That said, it’s WHAT you do with those “normal” feelings of attraction that determine whether or not you are a quality person or an assclown.


----------



## Steve1000 (Nov 25, 2013)

Aburjwal said:


> Hi all, so this is more of a general question for all married people - do you sometimes find other people sexy or attractive? My husband and I recently had a discussion about this and both of us seem to think that this is a difficult question to answer. His opinion was that he might look at someone and think 'she's sexy' but would never compare her with me or choose to act on that thought.
> 
> What is your opinion? is it ok/acceptable in your marriage to find others attractive? What does your spouse think?

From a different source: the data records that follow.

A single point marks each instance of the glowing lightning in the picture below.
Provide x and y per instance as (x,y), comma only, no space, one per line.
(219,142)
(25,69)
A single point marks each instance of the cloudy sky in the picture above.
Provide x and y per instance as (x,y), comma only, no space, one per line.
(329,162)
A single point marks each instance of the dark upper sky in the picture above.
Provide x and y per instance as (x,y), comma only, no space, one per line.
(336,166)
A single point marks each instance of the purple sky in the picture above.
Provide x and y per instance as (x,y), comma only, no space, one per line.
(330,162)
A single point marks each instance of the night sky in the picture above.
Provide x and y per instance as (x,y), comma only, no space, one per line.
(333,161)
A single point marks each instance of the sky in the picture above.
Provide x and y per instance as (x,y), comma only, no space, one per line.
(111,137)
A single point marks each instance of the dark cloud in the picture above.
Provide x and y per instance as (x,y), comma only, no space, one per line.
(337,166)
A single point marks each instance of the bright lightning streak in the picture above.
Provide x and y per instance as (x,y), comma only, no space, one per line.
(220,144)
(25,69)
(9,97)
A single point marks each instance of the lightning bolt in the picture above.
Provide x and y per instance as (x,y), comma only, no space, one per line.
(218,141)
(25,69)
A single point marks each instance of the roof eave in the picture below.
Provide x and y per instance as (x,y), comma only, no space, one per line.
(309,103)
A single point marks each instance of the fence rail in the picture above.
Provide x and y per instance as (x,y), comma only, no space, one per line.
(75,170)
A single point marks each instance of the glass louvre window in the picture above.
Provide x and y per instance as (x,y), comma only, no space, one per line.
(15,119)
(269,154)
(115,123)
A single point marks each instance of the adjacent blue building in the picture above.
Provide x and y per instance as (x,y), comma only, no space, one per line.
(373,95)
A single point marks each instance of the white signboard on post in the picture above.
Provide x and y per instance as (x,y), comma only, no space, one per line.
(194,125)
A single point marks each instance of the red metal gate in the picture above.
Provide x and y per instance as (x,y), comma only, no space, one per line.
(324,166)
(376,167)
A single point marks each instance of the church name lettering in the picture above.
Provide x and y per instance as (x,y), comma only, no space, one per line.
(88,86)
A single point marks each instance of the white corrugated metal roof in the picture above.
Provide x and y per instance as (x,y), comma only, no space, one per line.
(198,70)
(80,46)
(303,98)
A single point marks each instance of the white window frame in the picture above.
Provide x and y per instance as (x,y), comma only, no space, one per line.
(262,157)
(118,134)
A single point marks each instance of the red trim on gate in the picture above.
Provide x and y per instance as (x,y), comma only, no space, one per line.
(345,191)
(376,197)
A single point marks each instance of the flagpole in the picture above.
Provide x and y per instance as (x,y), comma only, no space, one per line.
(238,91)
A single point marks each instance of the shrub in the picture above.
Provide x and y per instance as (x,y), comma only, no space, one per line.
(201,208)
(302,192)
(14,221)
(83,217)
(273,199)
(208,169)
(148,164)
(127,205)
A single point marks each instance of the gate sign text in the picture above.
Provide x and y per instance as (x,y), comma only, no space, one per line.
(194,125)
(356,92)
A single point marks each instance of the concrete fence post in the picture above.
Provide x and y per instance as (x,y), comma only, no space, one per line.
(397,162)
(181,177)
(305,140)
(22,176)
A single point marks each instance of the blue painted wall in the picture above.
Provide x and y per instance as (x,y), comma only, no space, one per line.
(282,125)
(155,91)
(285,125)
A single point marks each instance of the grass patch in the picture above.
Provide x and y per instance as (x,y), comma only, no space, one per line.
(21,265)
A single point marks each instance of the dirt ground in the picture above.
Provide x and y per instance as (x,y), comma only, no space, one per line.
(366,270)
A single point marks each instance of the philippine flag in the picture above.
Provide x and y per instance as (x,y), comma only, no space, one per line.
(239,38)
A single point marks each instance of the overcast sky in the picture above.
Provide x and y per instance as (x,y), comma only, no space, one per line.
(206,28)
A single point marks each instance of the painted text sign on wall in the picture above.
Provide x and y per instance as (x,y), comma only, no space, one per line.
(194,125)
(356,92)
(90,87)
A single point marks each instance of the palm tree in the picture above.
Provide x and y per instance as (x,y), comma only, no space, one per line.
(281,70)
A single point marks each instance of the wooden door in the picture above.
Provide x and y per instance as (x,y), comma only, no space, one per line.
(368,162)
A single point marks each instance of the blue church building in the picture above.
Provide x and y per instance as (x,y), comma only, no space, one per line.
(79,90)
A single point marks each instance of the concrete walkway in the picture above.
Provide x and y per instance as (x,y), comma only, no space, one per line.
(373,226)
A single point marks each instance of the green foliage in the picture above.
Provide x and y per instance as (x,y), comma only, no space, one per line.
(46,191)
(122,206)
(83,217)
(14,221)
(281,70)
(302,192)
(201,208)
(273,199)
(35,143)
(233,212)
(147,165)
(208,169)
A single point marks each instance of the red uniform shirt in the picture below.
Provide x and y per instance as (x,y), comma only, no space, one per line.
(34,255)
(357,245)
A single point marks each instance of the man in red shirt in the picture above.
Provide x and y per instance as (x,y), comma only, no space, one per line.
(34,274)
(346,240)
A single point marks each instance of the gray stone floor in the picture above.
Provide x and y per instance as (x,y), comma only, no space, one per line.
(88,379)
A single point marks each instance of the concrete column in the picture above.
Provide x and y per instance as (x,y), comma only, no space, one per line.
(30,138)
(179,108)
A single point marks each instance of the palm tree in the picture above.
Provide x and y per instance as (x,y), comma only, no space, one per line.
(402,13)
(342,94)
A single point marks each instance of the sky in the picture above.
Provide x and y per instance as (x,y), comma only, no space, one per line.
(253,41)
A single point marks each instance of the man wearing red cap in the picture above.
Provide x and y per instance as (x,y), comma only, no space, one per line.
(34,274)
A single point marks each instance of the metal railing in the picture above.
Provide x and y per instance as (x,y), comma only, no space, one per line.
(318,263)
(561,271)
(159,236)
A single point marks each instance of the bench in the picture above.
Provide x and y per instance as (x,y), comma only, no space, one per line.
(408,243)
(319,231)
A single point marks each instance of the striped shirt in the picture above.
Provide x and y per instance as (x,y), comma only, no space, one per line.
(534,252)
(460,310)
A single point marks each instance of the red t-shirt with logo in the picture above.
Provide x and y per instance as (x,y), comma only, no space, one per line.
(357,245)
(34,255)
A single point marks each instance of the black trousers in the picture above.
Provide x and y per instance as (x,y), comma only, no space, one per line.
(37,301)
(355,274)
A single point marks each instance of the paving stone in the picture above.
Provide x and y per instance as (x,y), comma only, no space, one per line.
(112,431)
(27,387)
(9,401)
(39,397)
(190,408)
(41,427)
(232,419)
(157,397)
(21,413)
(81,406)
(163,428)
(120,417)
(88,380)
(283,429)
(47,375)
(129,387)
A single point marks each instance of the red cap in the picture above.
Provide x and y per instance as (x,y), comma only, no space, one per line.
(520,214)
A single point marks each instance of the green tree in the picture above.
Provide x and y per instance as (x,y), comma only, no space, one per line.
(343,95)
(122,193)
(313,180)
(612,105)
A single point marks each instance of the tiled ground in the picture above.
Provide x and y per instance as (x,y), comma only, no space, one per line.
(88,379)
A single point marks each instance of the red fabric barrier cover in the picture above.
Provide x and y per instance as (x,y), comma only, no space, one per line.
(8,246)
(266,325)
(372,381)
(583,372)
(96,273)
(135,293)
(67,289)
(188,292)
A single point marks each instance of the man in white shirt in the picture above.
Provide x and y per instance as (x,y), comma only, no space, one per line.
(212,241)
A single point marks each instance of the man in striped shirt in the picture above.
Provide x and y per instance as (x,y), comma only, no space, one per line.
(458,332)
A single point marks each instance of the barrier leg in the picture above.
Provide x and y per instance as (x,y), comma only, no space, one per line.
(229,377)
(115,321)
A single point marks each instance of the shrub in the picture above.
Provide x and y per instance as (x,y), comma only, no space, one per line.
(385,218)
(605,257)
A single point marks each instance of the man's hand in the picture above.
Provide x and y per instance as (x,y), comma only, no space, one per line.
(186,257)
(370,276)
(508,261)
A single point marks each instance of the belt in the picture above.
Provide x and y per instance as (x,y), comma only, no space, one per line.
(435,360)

In my opinion, it's natural and no problem to notice that someone is pretty or sexy. If I notice something, that thought is fleeting and not important. However, it's a problem if one continues to reminisce about it long after that moment has passed. Again, this is only my opinion for myself and my relationship. There is not a right answer that everyone will agree with.


----------



## uhtred (Jun 22, 2016)

Sure, I find other women sexy, but that doesn't mean that I actually want to have sex with them.


----------



## Rocky Mountain Yeti (Apr 23, 2017)

uhtred said:


> Sure, I find other women sexy, but that doesn't mean that I actually want to have sex with them.


No way to state this more simply... and accurately than this. 

The world is full of beautiful people. Chemistry will cause reactions no matter what we do. It's how we react that matters. 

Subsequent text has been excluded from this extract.